Early on a Saturday morning, Randall Hall usually stands still and silent, devoid of its typically bustling activity from hoards of passing students. It's on such days that old memories, ghosts of a time long past, begin to echo in the empty hallways, across the barren floor and up abandoned stands. They recall the rich history that the building has, and whisper stories of defeat, heartbreak, drama, learning, victory, success and progress. The people who have walked its hallways and run its floor have gone on to lead lives of their own, occasionally returning to pay respects to their past.
However, the quiet murmurs of the past were drowned out by the building of new memories last Saturday, when droves of volleyball alumni grouped together to share in something they all loved, playing volleyball. The gym was filled with bright shirts of many colors, and on the wall with a large volleyball painted on it hung a sign with bold letters on it saying, "Once a Cougar, always a Cougar." Looking around at the players here and there, the proverbial phrase adorned nearly every neon green, pink and yellow shirt. The ladies wearing them were as diverse as their eye catching colors.
The ones in dark blue tie-dye were familiar. For the most part, they played volleyball together in the fall, wearing the red, white and blue Clackamas colors. A few faces were new, but at least recognizable. The same couldn't be said for the rest of the players on the floor. The team across the net looked to be in their mid 20s and older, and several of the members from the team on the far side of the room appeared to have broken well into their 30s, yet they were all grouped together with the same smile on their faces, as though they'd returned home once again.
As more players began to trickle in and games began to finish, a few of the attendees grouped together to catch up, telling stories from their past year and reminiscing their time playing at Clackamas. Perhaps the veteran of them all, Chrissie Lewis, was the oldest alumni to participate, having played in 1987-88, just four seasons after current head coach Kathie Woods was hired. According to Lewis, none of it would have been possible without Woods herself.
"The whole root of it is Kathie. Just her dedication, her value that she puts in us, her confidence that she puts in everybody," said Lewis, who has maintained a relationship with Woods ever since graduation. "I think that's what makes it. That's what makes you feel good about coming back and supporting her."
Lewis said that there were many alumni members who would have attended but now live too far away or had too many responsibilities to make it. Some, however, went through a lot of trouble to be there to play for Woods once again.
"This is my volleyball fix," said Samantha Hennessy Schreiner, who played on the 2004 NWAACC championship team. "I'm a new mom, so I haven't had time to play, but it all comes back. It's like you kinda just pick up where you left off, and it's a great feeling."

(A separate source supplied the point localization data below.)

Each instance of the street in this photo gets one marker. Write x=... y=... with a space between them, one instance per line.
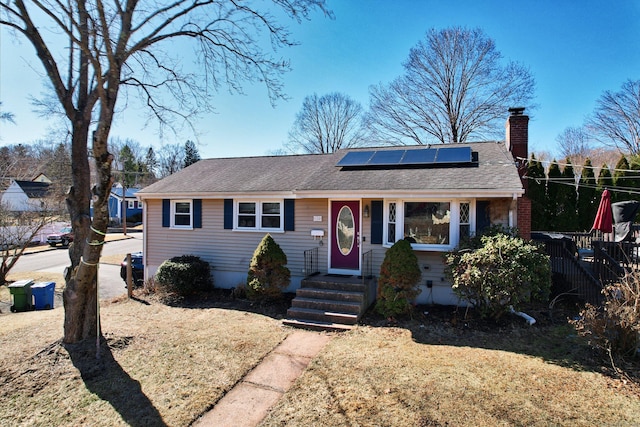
x=110 y=284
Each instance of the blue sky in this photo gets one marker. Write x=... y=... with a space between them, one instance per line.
x=574 y=49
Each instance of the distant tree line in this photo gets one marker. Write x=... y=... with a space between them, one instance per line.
x=134 y=165
x=562 y=200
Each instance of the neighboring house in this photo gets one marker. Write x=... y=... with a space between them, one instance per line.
x=25 y=196
x=349 y=207
x=132 y=207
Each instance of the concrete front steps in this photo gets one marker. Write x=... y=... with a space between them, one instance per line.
x=329 y=303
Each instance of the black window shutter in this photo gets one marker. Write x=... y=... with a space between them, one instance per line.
x=289 y=214
x=228 y=214
x=377 y=222
x=483 y=216
x=197 y=213
x=166 y=213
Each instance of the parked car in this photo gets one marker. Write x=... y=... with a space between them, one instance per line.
x=62 y=237
x=137 y=269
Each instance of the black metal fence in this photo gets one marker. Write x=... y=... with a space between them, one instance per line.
x=583 y=263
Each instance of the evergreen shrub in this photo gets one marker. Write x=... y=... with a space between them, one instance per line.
x=398 y=282
x=185 y=275
x=499 y=272
x=268 y=275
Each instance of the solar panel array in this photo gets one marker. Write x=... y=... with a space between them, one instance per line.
x=413 y=157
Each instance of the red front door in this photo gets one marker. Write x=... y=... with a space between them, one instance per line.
x=345 y=235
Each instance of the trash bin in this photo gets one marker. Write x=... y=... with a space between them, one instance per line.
x=43 y=295
x=21 y=291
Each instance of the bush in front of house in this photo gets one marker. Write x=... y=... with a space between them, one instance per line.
x=185 y=275
x=398 y=282
x=499 y=275
x=614 y=328
x=268 y=275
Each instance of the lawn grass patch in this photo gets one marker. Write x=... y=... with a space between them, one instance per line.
x=384 y=377
x=159 y=364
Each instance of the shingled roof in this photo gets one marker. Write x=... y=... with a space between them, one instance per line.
x=317 y=174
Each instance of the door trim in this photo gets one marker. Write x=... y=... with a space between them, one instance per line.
x=331 y=236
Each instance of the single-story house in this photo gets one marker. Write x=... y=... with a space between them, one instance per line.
x=25 y=196
x=347 y=207
x=132 y=208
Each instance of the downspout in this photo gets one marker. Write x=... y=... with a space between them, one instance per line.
x=530 y=320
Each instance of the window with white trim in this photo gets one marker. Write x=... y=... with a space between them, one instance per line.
x=259 y=215
x=391 y=221
x=465 y=219
x=181 y=214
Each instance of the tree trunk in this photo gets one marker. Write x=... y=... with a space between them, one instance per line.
x=81 y=292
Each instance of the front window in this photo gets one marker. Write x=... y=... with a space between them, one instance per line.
x=427 y=222
x=259 y=215
x=430 y=225
x=182 y=214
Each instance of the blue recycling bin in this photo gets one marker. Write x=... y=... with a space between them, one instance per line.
x=42 y=293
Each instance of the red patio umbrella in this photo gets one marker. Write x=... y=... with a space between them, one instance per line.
x=604 y=217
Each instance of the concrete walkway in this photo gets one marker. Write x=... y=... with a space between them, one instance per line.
x=250 y=400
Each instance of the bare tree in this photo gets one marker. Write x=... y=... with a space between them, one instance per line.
x=616 y=119
x=574 y=144
x=454 y=88
x=112 y=46
x=171 y=159
x=326 y=124
x=6 y=116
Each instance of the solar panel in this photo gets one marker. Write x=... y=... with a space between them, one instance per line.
x=454 y=155
x=387 y=157
x=404 y=158
x=356 y=158
x=423 y=156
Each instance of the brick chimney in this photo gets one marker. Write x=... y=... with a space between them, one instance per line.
x=518 y=133
x=517 y=140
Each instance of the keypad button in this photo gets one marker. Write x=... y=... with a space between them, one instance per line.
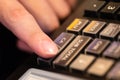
x=109 y=10
x=97 y=46
x=114 y=74
x=100 y=67
x=81 y=63
x=94 y=28
x=77 y=45
x=113 y=50
x=77 y=25
x=93 y=8
x=61 y=41
x=111 y=31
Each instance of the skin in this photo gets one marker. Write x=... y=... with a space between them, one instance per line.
x=30 y=20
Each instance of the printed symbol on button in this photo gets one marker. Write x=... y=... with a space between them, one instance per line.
x=62 y=40
x=111 y=7
x=94 y=5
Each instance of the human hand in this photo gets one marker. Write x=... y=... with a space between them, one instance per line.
x=29 y=19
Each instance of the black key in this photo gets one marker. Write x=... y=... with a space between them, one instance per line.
x=97 y=46
x=113 y=50
x=77 y=25
x=93 y=8
x=114 y=74
x=109 y=10
x=94 y=28
x=101 y=67
x=111 y=31
x=81 y=63
x=65 y=58
x=62 y=41
x=118 y=15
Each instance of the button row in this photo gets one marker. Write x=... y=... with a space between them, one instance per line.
x=103 y=9
x=95 y=29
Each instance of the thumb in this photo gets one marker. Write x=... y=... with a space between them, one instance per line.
x=24 y=26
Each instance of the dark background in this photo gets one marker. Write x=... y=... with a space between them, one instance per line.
x=10 y=56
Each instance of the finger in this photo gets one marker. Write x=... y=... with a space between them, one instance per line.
x=72 y=3
x=23 y=46
x=61 y=8
x=14 y=16
x=43 y=14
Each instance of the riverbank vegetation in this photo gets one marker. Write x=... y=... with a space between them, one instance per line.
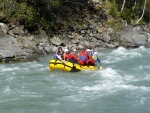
x=56 y=16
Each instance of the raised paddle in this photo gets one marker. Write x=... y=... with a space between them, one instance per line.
x=59 y=57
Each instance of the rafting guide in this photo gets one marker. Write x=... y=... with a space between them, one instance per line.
x=69 y=61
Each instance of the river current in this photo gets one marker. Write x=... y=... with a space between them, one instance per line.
x=122 y=87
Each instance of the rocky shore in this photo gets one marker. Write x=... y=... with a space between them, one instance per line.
x=17 y=44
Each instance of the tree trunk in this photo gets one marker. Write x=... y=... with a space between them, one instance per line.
x=124 y=1
x=142 y=13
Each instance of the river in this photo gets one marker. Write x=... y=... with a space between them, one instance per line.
x=122 y=87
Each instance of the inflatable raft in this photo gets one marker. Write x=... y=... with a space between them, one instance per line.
x=69 y=66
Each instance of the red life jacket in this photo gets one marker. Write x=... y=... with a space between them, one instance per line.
x=66 y=56
x=73 y=56
x=89 y=59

Woods' emotions wavered for a few moments when she heard the loving words from her former players and looked out over the court at all the faces that she knew by heart.

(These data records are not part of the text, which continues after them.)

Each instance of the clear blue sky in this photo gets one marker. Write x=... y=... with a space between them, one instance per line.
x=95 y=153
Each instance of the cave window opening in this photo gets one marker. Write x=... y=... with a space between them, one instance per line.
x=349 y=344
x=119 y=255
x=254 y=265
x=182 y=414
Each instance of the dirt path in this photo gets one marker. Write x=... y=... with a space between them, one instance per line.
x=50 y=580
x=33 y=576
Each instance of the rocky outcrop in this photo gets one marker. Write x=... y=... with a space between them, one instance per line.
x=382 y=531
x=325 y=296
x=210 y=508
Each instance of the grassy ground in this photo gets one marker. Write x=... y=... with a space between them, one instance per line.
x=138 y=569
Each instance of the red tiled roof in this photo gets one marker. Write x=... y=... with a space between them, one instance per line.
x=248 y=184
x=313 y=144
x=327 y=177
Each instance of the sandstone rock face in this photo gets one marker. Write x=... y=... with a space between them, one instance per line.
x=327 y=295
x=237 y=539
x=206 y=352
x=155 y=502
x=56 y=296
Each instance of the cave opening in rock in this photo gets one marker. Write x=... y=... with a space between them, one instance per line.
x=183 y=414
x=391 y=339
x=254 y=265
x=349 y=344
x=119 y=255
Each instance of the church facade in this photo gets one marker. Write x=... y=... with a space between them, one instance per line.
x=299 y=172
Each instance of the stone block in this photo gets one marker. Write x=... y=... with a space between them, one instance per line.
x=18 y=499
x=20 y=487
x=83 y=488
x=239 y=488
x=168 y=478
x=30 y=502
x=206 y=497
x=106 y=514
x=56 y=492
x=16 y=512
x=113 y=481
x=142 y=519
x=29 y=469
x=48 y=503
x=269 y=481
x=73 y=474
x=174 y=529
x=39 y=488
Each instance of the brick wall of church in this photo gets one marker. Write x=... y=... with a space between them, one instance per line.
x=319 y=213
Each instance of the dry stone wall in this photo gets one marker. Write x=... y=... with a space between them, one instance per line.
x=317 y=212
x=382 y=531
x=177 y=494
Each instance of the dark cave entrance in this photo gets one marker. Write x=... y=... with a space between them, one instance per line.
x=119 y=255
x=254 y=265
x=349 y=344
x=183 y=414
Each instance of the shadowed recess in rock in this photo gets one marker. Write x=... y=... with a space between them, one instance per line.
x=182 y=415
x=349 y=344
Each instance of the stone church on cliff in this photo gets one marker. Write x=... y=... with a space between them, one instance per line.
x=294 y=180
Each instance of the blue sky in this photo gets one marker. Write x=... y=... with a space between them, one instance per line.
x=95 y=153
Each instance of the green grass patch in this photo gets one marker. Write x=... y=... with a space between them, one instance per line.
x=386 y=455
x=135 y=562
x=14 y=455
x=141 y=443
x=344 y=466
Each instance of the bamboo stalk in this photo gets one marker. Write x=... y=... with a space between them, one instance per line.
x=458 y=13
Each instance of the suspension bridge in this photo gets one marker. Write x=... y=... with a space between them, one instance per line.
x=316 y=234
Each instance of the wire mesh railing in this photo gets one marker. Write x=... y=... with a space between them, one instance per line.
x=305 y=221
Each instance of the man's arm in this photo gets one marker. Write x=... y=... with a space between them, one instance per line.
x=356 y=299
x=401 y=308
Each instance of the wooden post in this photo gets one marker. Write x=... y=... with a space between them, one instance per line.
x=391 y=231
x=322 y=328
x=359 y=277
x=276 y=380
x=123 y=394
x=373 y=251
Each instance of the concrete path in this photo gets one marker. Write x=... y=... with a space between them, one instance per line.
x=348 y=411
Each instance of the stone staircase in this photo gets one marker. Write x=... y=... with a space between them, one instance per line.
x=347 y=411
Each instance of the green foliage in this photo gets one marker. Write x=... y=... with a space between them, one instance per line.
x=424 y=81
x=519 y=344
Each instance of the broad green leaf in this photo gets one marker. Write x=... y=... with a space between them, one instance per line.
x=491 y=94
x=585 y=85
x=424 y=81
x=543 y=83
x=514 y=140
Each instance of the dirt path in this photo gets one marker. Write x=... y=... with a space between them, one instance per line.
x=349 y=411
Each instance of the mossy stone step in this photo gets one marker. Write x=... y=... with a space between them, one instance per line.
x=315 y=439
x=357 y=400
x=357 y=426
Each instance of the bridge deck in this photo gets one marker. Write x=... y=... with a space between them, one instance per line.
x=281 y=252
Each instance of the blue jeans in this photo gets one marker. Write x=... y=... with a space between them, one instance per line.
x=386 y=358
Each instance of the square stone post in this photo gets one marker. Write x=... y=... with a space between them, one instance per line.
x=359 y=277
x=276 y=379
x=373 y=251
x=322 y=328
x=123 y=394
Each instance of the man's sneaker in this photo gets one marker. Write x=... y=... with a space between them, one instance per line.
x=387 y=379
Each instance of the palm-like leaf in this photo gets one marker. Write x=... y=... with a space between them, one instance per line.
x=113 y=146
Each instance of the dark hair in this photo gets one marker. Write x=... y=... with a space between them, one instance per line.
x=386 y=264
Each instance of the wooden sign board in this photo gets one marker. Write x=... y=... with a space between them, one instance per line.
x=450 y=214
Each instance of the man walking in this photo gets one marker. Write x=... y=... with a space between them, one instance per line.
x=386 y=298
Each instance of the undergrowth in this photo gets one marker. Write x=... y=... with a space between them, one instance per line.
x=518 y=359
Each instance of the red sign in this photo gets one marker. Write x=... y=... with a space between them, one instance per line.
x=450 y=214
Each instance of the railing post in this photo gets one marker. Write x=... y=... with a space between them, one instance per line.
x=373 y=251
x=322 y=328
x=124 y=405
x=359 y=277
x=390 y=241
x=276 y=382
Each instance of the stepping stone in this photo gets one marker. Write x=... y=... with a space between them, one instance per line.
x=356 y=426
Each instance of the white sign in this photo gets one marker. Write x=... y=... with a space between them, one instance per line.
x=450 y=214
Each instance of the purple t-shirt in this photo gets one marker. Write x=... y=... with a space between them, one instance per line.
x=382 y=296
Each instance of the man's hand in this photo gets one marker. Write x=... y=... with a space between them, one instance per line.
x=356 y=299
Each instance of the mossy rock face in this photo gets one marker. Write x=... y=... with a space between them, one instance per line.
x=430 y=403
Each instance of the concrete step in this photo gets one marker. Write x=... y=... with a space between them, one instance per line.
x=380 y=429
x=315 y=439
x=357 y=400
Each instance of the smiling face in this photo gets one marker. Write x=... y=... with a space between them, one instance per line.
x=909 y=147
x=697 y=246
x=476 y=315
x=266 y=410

"They're a blessing. They're my blessing and this is by far my most important day of the year for coaching. For me, this is why I coach," said Woods. "I tell my girls, I go, 'I'm gonna be moving around talking because, think about it, I'm the only one in the gym that knows everybody, that knows everybody and I want to talk to everybody to make sure I say hi and see how they're doing.'"
Woods also talked about the importance the alumni tournament had for her current players, saying truthfully that the turnout and the family atmosphere spoke volumes of the tradition of Cougar volleyball.

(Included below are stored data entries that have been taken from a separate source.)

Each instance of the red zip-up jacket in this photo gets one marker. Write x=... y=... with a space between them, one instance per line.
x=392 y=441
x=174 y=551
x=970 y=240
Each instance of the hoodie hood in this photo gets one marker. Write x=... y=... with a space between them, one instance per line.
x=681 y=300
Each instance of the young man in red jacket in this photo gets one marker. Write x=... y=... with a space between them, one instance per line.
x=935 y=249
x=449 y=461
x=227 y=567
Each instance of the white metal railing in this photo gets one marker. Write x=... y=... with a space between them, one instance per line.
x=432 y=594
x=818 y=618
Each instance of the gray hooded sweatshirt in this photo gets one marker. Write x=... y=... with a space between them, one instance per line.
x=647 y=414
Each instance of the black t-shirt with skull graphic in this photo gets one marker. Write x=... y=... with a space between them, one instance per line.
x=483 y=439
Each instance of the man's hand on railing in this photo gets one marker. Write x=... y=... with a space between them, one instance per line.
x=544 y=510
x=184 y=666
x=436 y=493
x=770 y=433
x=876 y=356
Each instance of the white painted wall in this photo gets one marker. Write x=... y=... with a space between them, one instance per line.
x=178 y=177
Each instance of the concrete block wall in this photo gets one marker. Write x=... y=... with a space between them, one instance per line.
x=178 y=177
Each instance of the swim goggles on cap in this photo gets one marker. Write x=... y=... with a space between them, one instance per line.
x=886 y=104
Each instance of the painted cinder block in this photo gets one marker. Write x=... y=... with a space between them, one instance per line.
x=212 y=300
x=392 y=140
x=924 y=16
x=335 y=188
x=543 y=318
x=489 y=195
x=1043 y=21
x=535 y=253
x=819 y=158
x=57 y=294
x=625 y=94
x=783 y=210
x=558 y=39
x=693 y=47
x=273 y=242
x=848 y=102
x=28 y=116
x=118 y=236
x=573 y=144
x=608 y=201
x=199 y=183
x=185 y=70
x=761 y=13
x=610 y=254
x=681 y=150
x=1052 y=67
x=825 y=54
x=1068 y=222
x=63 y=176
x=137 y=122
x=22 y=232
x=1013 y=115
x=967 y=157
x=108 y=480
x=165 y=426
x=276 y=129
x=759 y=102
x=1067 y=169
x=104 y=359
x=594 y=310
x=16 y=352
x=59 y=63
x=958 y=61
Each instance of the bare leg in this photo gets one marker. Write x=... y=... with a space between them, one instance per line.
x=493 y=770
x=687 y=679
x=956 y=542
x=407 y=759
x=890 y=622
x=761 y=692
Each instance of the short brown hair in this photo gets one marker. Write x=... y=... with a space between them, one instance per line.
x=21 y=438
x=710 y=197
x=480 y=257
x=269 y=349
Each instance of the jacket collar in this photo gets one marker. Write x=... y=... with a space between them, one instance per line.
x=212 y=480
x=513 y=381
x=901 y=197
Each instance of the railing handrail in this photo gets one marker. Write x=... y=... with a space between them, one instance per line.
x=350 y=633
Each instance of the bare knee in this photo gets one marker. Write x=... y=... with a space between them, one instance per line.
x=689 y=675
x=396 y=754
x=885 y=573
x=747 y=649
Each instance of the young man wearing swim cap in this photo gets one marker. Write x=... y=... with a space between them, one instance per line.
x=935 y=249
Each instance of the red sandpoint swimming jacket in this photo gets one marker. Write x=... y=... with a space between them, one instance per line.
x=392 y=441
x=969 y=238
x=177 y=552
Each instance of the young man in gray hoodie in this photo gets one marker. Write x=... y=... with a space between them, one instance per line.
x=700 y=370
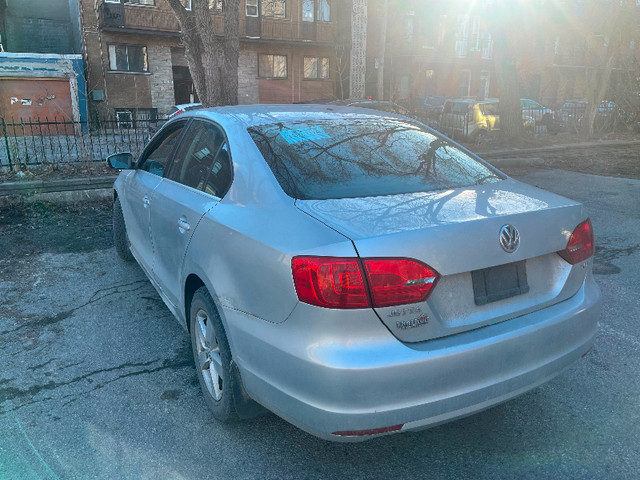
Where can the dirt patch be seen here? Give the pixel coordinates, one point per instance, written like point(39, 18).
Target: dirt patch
point(612, 161)
point(30, 229)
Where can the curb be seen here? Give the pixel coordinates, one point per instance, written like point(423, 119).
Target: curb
point(70, 190)
point(552, 148)
point(60, 185)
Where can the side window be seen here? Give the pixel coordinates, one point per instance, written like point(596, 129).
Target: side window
point(195, 157)
point(156, 158)
point(219, 179)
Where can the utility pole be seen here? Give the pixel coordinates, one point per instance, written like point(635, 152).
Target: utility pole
point(384, 11)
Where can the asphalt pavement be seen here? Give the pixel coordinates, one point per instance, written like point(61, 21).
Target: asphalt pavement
point(98, 382)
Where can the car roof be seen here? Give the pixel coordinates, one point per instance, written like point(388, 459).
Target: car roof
point(254, 115)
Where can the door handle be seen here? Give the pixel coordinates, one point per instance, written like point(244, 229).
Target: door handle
point(183, 226)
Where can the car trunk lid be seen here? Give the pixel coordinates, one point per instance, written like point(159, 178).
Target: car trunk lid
point(457, 233)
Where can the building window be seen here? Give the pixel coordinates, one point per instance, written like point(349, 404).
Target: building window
point(316, 68)
point(464, 83)
point(128, 58)
point(149, 3)
point(487, 47)
point(307, 10)
point(124, 119)
point(483, 85)
point(324, 11)
point(274, 8)
point(272, 66)
point(251, 8)
point(462, 35)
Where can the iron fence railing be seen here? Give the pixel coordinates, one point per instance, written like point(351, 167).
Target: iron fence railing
point(28, 142)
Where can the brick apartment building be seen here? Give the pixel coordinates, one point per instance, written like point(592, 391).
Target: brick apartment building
point(445, 47)
point(136, 64)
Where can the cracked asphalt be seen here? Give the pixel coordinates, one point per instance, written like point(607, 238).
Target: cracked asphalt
point(97, 378)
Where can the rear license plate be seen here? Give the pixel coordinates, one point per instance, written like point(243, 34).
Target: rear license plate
point(497, 283)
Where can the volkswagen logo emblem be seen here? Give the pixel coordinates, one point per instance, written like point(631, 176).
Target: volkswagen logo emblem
point(509, 238)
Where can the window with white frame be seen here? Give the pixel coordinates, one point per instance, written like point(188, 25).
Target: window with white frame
point(148, 3)
point(251, 8)
point(464, 83)
point(462, 35)
point(272, 66)
point(128, 58)
point(274, 8)
point(216, 5)
point(324, 11)
point(483, 84)
point(308, 10)
point(487, 47)
point(316, 68)
point(124, 119)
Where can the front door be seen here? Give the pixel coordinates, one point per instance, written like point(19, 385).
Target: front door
point(308, 20)
point(252, 19)
point(199, 176)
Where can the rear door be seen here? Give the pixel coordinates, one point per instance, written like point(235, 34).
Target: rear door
point(199, 176)
point(140, 187)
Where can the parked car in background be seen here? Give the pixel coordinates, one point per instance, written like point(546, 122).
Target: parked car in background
point(543, 118)
point(381, 105)
point(178, 109)
point(354, 272)
point(428, 109)
point(469, 118)
point(608, 115)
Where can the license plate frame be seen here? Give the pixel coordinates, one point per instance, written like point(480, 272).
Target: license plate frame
point(500, 282)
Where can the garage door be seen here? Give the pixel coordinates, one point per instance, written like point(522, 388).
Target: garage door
point(37, 98)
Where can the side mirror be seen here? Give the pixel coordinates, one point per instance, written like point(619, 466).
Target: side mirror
point(120, 161)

"It means that we're a family," said 2011 standout Taylor Richardson. "All these girls have been through what I've been through. No one else can relate to having two years with Kathie Woods. She's the stickler of the NWAACC, the old fashioned, hard working coach. We have to be solid in academics, in our social life, on the court. Everything is school, volleyball and life. All these girls have had to be held up to that standard that I have, and so it's an automatic sense of family."
In a few years as time passes, Richardson and her teammates, like so many of their predecessors will make the trip back home, connecting with their peers and bringing joy to their coach's heart.
"To see my alumni, to see how they've grown, to meet their families, to see what they're doing and to make sure that they're happy. This is what it's all about," said Woods, "and it means the world to me. Every year I want more and more. I love it. I just love it."